CLEAN ENERGY: Maryland lawmakers send two bills to the governor’s desk: one making permanent a state community solar program and earmarking 40% of its power for low-to-moderate-income customers, and another that sets a target of deploying 3 GW of new energy storage capacity by 2033. (Renewable Energy World)

• The head of the New Jersey Forest Fire Service points to climate change as one of the reasons the state is marking its spring wildfire season up to a month earlier than usual. (WHYY)
• A Narragansett, Rhode Island, community fights back against a new property owner’s repeated attempts to gain zoning variances to build on wetlands that are projected to be two feet under water in the next 20 years. (Providence Journal)

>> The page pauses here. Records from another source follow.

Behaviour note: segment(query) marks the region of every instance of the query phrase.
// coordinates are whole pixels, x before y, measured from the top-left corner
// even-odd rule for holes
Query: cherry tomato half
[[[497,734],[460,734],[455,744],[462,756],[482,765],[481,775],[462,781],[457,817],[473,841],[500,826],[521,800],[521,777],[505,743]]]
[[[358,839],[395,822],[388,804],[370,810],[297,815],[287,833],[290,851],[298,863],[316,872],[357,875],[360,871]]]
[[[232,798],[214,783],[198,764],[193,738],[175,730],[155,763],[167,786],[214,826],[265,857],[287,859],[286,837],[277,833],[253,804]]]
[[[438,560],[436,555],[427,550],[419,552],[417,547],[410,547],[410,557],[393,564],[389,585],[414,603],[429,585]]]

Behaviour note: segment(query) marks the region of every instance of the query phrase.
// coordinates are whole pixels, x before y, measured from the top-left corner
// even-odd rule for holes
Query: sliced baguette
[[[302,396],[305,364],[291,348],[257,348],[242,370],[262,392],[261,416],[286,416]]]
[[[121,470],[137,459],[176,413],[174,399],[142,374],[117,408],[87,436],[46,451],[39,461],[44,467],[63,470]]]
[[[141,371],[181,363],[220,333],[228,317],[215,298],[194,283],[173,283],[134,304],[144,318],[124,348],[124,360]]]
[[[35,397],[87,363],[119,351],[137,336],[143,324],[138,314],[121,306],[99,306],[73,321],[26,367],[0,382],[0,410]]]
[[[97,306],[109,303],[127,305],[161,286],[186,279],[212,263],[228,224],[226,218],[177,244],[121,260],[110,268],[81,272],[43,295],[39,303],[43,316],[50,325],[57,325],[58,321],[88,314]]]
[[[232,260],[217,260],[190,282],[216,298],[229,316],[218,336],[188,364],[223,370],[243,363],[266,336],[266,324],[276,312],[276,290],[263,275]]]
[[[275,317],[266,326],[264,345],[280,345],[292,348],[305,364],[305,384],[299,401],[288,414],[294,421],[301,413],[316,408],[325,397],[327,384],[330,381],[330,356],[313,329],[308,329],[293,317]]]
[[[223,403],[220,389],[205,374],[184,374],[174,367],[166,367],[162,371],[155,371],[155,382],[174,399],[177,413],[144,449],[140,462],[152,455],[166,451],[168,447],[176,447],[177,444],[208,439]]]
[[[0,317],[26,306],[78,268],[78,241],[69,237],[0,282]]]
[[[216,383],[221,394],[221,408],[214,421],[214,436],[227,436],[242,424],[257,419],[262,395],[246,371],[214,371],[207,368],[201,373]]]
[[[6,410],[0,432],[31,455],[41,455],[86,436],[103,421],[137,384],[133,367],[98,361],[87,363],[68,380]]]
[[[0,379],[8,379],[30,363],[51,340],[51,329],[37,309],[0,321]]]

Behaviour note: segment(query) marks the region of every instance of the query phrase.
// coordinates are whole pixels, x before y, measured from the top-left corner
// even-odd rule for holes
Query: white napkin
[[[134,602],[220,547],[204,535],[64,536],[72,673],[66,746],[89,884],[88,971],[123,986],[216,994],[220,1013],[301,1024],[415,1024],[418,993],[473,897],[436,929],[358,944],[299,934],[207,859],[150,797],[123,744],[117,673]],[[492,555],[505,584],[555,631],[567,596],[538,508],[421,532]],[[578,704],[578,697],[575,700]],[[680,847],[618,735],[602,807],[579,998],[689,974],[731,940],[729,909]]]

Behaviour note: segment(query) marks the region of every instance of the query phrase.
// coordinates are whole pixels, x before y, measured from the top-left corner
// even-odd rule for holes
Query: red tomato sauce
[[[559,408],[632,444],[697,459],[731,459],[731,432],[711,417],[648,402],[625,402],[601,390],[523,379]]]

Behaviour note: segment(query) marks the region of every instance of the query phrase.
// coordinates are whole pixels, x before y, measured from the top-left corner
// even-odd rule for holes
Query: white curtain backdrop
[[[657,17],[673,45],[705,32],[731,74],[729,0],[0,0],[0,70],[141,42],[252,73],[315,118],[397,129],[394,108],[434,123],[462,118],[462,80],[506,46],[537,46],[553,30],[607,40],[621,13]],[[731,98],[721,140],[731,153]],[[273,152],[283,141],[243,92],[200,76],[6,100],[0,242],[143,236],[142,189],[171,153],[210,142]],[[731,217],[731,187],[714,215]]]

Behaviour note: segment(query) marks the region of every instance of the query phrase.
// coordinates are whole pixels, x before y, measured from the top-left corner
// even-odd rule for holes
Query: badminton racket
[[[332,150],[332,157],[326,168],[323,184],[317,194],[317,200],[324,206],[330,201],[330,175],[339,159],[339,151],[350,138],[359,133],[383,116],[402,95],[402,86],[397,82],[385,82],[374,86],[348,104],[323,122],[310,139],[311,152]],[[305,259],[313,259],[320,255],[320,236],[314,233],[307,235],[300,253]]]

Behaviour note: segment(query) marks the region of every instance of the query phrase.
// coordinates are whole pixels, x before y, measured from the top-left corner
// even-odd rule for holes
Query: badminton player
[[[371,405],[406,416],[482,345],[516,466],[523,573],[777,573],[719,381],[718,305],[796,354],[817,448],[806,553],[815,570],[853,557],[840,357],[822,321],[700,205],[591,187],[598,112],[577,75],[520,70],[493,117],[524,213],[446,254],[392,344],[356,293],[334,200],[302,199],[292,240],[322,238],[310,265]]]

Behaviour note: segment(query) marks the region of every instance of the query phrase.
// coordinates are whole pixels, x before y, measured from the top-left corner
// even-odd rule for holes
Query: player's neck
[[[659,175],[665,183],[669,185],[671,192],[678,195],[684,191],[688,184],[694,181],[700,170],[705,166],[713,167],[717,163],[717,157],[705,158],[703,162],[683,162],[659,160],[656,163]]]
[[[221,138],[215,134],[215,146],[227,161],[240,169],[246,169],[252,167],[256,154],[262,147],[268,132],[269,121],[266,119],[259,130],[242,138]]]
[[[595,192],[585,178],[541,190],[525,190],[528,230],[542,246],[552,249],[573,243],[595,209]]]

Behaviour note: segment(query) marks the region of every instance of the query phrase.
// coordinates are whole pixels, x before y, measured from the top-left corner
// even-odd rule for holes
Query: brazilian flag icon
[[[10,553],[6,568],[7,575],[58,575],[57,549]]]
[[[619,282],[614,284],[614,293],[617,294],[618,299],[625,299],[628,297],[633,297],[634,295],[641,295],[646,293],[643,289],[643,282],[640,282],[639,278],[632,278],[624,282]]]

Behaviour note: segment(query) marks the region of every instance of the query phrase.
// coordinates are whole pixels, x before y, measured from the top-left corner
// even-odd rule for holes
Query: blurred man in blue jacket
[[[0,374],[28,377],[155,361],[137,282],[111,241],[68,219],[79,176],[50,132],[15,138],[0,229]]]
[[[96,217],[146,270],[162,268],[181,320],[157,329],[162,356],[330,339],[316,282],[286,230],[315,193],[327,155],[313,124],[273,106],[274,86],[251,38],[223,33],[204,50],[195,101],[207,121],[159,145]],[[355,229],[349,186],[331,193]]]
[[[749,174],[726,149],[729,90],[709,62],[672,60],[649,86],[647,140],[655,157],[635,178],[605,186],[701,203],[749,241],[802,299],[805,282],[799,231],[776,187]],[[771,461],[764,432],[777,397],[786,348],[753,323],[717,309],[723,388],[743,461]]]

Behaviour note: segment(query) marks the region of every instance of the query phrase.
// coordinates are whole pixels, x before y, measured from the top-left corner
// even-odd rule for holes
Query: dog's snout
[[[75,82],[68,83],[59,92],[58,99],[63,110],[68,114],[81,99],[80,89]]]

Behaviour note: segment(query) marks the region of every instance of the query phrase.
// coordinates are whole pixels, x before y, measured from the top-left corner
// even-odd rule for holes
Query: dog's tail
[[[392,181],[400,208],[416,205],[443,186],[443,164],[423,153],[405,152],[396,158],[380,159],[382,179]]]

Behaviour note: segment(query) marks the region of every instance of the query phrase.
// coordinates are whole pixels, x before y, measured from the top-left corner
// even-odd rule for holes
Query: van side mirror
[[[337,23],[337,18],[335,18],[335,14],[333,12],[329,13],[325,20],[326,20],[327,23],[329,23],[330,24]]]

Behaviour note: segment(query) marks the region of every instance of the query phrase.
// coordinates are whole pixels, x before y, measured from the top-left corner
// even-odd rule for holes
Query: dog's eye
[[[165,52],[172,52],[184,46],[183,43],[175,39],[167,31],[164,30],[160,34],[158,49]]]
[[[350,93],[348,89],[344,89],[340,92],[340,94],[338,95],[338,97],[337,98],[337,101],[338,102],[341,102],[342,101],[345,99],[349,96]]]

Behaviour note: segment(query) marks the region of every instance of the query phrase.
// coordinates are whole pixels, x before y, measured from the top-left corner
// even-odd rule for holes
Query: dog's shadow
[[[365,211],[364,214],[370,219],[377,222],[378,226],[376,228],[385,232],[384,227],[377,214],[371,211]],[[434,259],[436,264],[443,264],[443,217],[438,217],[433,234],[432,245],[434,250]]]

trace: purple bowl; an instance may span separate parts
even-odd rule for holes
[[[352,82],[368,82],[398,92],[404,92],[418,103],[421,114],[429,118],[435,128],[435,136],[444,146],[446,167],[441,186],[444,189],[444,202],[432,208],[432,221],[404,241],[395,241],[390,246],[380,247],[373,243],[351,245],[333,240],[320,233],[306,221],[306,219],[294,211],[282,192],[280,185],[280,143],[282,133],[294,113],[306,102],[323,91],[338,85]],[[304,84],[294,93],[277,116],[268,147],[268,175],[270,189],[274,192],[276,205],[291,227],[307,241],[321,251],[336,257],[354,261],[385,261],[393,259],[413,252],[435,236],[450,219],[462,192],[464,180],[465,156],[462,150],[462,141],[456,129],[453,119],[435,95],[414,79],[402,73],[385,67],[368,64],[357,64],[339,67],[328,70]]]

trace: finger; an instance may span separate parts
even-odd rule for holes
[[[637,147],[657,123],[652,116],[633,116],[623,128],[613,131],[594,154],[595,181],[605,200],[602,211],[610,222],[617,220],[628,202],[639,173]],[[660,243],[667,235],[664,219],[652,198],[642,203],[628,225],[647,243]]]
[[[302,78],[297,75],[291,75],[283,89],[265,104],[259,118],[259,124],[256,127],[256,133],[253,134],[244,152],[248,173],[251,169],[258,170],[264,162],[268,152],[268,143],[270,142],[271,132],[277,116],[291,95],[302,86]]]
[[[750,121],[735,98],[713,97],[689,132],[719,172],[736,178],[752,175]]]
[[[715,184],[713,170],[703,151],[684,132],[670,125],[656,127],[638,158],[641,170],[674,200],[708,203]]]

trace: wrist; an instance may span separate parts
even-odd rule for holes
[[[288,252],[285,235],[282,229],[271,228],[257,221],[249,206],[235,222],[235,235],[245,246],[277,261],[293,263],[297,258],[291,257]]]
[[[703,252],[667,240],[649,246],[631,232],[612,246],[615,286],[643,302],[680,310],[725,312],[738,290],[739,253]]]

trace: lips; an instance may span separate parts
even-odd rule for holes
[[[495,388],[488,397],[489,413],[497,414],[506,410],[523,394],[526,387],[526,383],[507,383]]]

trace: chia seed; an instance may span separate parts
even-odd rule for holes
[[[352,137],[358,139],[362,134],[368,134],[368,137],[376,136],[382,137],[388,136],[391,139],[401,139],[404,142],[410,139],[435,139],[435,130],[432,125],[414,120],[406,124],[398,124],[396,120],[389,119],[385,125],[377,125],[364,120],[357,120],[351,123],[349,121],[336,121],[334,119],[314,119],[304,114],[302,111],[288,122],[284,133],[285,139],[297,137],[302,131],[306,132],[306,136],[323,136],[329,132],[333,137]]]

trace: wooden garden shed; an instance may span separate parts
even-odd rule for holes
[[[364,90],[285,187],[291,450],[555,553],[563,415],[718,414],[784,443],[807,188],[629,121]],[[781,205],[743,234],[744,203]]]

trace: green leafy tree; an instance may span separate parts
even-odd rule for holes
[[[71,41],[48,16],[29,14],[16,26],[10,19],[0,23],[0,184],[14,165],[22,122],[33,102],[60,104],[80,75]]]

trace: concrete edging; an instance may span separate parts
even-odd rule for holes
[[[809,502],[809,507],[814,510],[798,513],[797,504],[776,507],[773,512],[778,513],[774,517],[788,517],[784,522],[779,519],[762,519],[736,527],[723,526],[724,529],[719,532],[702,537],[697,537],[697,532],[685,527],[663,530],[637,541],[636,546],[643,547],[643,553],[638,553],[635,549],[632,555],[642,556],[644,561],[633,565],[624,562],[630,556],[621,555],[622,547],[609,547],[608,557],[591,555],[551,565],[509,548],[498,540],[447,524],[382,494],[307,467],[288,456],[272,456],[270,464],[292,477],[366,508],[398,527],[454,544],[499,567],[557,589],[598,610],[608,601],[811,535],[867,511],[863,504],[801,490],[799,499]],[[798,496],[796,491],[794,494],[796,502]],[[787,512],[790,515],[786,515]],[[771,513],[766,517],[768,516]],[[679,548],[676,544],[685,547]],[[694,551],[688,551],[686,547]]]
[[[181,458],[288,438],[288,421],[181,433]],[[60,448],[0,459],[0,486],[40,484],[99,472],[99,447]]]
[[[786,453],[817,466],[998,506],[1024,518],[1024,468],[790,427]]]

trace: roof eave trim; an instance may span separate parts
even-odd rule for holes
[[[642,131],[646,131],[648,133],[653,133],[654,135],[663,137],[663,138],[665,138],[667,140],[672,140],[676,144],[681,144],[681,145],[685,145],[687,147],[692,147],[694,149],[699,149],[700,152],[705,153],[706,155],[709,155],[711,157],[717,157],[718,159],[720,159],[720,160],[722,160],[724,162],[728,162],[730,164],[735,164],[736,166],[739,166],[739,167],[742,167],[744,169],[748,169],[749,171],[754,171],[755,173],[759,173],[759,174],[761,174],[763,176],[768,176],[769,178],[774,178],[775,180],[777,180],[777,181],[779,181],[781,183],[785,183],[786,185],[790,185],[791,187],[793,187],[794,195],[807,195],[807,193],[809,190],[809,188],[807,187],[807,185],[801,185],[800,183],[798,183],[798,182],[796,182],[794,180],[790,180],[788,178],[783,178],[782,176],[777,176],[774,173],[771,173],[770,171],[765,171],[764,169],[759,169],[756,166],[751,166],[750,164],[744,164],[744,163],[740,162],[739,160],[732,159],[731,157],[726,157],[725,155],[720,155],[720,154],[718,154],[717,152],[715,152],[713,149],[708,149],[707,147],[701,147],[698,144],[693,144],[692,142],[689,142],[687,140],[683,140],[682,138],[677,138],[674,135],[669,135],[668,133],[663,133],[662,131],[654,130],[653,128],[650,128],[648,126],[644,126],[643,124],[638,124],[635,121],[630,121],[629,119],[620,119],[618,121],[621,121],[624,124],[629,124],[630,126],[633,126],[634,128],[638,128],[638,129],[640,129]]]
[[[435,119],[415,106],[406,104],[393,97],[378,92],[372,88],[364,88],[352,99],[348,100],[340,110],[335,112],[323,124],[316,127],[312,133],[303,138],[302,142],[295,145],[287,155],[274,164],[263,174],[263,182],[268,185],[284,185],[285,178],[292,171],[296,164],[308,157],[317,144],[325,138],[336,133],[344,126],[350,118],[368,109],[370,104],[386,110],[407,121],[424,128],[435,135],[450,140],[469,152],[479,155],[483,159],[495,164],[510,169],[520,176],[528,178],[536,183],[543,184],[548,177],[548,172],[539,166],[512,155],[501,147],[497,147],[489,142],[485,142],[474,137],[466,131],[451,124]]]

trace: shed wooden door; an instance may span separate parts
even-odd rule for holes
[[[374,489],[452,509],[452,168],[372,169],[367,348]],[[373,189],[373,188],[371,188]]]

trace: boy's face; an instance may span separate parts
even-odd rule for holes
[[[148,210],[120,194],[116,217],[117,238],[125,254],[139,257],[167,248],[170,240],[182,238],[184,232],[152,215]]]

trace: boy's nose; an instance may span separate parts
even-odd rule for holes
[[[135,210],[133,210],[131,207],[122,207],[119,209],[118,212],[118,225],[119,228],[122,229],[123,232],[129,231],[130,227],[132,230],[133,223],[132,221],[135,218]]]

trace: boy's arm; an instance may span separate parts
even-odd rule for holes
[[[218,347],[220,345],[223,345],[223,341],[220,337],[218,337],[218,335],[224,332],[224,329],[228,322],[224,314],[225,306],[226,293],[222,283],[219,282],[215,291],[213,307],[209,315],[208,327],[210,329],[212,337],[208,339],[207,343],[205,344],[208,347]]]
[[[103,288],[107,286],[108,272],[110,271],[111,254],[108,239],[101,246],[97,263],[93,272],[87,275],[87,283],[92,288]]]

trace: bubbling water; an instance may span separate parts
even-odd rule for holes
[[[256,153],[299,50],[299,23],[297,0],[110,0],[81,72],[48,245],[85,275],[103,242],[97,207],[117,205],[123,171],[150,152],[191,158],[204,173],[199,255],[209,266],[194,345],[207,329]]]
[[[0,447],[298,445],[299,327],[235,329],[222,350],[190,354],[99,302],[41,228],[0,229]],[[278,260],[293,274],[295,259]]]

NUCLEAR: The company decommissioning the Indian Point nuclear plant says it will postpone any releases of spent fuel wastewater into the Hudson River until later this year, in part to educate stakeholders on the process. (Daily Freeman)

• A new analysis finds that not a single Northeastern city or municipality cracks the top ten metropolitan areas for “electric vehicle friendliness” in a ranking considering factors like the number of rentals with electric vehicle chargers. (Utility Dive)
• New Hampshire’s first electric-vehicle-only dealership opens in a coastal town. (Portsmouth Herald)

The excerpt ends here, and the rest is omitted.